Несоответственных идей у нас много, и они-то и придавливают. Идея вдруг падает у нас на человека, как огромный камень, и придавливает его наполовину, – и вот он под ним корчится, а освободиться не умеет. Иной соглашается жить и придавленный, а другой не согласен и убивает себя. Чрезвычайно характерно одно письмо одной самоубийцы, девицы, приведённое в «Новом времени», длинное письмо. Ей было двадцать пять лет. Фамилия – Писарева. Была она дочь достаточных когда-то помещиков, но приехала в Петербург и отдала долг прогрессу, поступила в акушерки. Ей удалось, она выдержала экзамен и нашла место земской акушерки; сама свидетельствует, что не нуждалась вовсе и могла слишком довольно заработать, но она устала, она очень «устала», так устала, что ей захотелось отдохнуть. «Где же лучше отдохнёшь, как не в могиле?» Но устала она действительно ужасно! всё письмо этой бедной дышит усталостью. Письмо даже сварливо, нетерпеливо: отстаньте только, я устала, устала. «Не забудьте велеть стащить с меня новую рубашку и чулки, у меня на столике есть старая рубашка и чулки. Эти пусть наденут на меня». Она не пишет снять, а стащить, – и всё так, то есть во всём страшное нетерпение. Все эти резкие слова от нетерпения, а нетерпение от усталости; она даже бранится: «Неужели вы верили, что я домой поеду? Ну, на кой чёрт я туда поеду?» Или: «Теперь, Липарёва, простите Вы меня и пусть простит Петрова (у которой на квартире она отравилась), в особенности Петрова. Я делаю свинство, пакость…» Родных своих она, видимо, любит, но пишет: «Не давайте знать Лизаньке, а то она скажет сестре, и та приедет выть сюда. Я не хочу, чтобы надо мной выли, а родственники все без исключения воют над своими родными». Воют, а не плачут, – всё это, видимо, от брюзгливой и нетерпеливой усталости: поскорей, поскорей бы только – и дайте покой!.. Брезгливого и цинического неверия в ней страшно, мучительно много; она и в Липарёву, и в Петрову, которых так любит, не верит. Вот слова, которыми начинается письмо: «Не теряйте головы, не ахайте, сделайте над собой усилие и прочтите до конца; а потом рассудите, как лучше сделать. Петрову не пугайте. Может быть, ничего не выйдет, кроме смеха. Мой вид на жительство в чемоданной крышке».
Кроме смеха! Эта мысль, что над нею, над бедным телом её будут смеяться, и кто же – Липарёва и Петрова – эта мысль скользнула в ней в такую минуту! Это ужасно!
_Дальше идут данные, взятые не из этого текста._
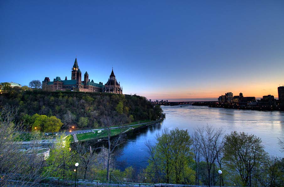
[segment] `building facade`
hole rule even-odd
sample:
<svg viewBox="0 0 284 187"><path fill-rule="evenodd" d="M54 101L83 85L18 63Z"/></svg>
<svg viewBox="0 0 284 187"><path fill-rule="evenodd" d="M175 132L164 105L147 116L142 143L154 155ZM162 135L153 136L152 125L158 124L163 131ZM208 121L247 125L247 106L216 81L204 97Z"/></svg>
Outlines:
<svg viewBox="0 0 284 187"><path fill-rule="evenodd" d="M111 77L112 80L115 80L114 85L110 85L109 83ZM84 80L82 81L82 72L79 68L77 58L75 59L74 64L72 68L71 80L67 80L67 77L65 79L61 80L60 77L56 77L51 81L49 78L46 77L42 81L42 89L48 91L72 91L87 92L108 92L121 94L122 88L120 87L120 83L117 83L115 76L112 70L110 79L107 84L104 85L103 83L96 83L93 80L89 79L89 75L87 72L84 74ZM113 86L110 88L110 86ZM106 89L106 88L107 89Z"/></svg>
<svg viewBox="0 0 284 187"><path fill-rule="evenodd" d="M284 86L278 87L278 100L281 103L284 103Z"/></svg>

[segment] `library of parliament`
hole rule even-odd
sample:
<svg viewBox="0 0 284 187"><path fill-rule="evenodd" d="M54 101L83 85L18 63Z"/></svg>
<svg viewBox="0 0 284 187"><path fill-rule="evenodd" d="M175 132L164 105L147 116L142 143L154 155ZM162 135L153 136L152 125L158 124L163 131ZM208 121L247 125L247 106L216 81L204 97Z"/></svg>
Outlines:
<svg viewBox="0 0 284 187"><path fill-rule="evenodd" d="M84 81L82 81L82 73L78 66L77 58L71 72L71 80L67 80L66 77L65 80L62 80L60 77L56 77L53 81L51 81L49 77L46 77L42 81L42 89L48 91L71 91L122 94L122 87L120 86L120 83L117 82L113 69L110 78L104 85L101 82L96 83L93 80L90 81L87 72L84 75Z"/></svg>

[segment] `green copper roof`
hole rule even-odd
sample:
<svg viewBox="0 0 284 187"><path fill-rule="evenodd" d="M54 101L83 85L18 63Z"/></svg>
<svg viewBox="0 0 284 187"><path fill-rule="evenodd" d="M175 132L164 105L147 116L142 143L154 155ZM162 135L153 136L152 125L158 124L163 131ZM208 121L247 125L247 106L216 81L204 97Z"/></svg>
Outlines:
<svg viewBox="0 0 284 187"><path fill-rule="evenodd" d="M79 68L79 66L78 66L78 62L77 62L77 58L75 59L75 61L74 62L74 65L73 65L73 68Z"/></svg>
<svg viewBox="0 0 284 187"><path fill-rule="evenodd" d="M115 77L115 75L114 73L113 72L113 69L112 69L112 70L111 71L111 73L110 73L110 77Z"/></svg>
<svg viewBox="0 0 284 187"><path fill-rule="evenodd" d="M98 83L95 83L92 82L88 82L87 83L87 85L89 85L90 86L96 86L96 87L99 87L100 88L104 88L104 85L102 85L101 84L100 84Z"/></svg>
<svg viewBox="0 0 284 187"><path fill-rule="evenodd" d="M55 78L55 81L61 82L62 81L61 80L61 79L60 78L60 77L56 77L56 78Z"/></svg>
<svg viewBox="0 0 284 187"><path fill-rule="evenodd" d="M60 78L60 77L59 77L59 78ZM56 79L55 79L55 80L56 80ZM63 82L63 85L76 85L76 80L64 80L64 81L61 80L61 82ZM48 85L52 85L53 84L53 81L51 81L51 82L49 82L48 83L47 83Z"/></svg>
<svg viewBox="0 0 284 187"><path fill-rule="evenodd" d="M71 85L76 84L76 80L66 80L63 81L63 85Z"/></svg>

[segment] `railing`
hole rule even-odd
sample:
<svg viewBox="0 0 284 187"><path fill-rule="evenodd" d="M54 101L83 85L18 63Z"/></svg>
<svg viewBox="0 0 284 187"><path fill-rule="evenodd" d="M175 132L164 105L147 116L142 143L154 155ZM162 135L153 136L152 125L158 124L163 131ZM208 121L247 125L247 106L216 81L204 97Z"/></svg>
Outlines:
<svg viewBox="0 0 284 187"><path fill-rule="evenodd" d="M201 185L189 185L187 184L148 184L146 183L136 183L114 182L103 182L99 180L91 180L77 179L76 181L75 179L61 179L55 177L35 177L32 178L28 176L19 174L1 174L0 175L4 176L5 175L13 176L13 180L14 182L22 182L26 181L40 184L53 184L54 185L76 186L78 187L208 187L208 186ZM0 185L1 179L0 179ZM211 186L212 187L215 187Z"/></svg>

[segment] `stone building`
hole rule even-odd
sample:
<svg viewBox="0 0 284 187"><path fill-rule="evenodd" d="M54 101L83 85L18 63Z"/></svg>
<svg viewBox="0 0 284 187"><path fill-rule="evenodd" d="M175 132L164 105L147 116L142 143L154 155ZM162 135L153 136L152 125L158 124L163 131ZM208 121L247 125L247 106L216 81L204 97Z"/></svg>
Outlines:
<svg viewBox="0 0 284 187"><path fill-rule="evenodd" d="M109 81L105 85L104 85L101 82L96 83L93 80L90 81L89 79L89 75L87 72L84 74L83 81L82 81L82 72L78 65L76 58L72 68L71 80L67 80L67 77L66 77L65 80L62 80L60 77L56 77L56 78L53 79L53 81L51 81L49 77L46 77L44 80L42 81L42 89L49 91L71 91L88 92L105 92L119 94L122 93L122 88L121 88L119 83L117 83L113 69L110 76ZM113 81L111 81L110 83L109 82L111 80ZM115 80L115 81L114 81ZM115 83L113 83L114 82ZM112 84L114 84L114 85L113 85ZM106 87L107 89L105 89Z"/></svg>
<svg viewBox="0 0 284 187"><path fill-rule="evenodd" d="M110 78L104 85L104 92L105 92L119 94L122 93L122 87L120 87L120 82L117 83L115 76L113 72L113 69L110 76Z"/></svg>

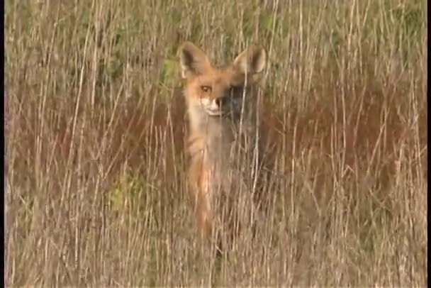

До странности занимают её денежные распоряжения той крошечной суммой, которая после неё осталась: «те-то деньги чтоб не взяли родные, те-то Петровой, двадцать пять рублей, которые дали мне Чечоткины на дорогу, отвезите им». Эта важность, приданная деньгам, есть, может быть, последний отзыв главного предрассудка всей жизни «о камнях, обращённых в хлебы». Одним словом, проглядывает руководящее убеждение всей жизни, то есть «были бы все обеспечены, были бы все и счастливы, не было бы бедных, не было бы преступлений. Преступлений нет совсем. Преступление есть болезненное состояние, происходящее от бедности и от несчастной среды» и т. д. и т. д. В этом-то и состоит весь этот маленький, обиходный и ужасно характерный и законченный катехизис тех убеждений, которым они предаются в жизни с такою верою (и несмотря на то так скоро все наскучивают и своей верою и жизнью), которыми они заменяют всё, живую жизнь, связь с землёй, веру в правду; всё, всё. Она устала, очевидно, от скуки жить и утратив всякую веру в правду, утратив всякую веру в какой-нибудь долг; одним словом, полная потеря высшего идеала существования.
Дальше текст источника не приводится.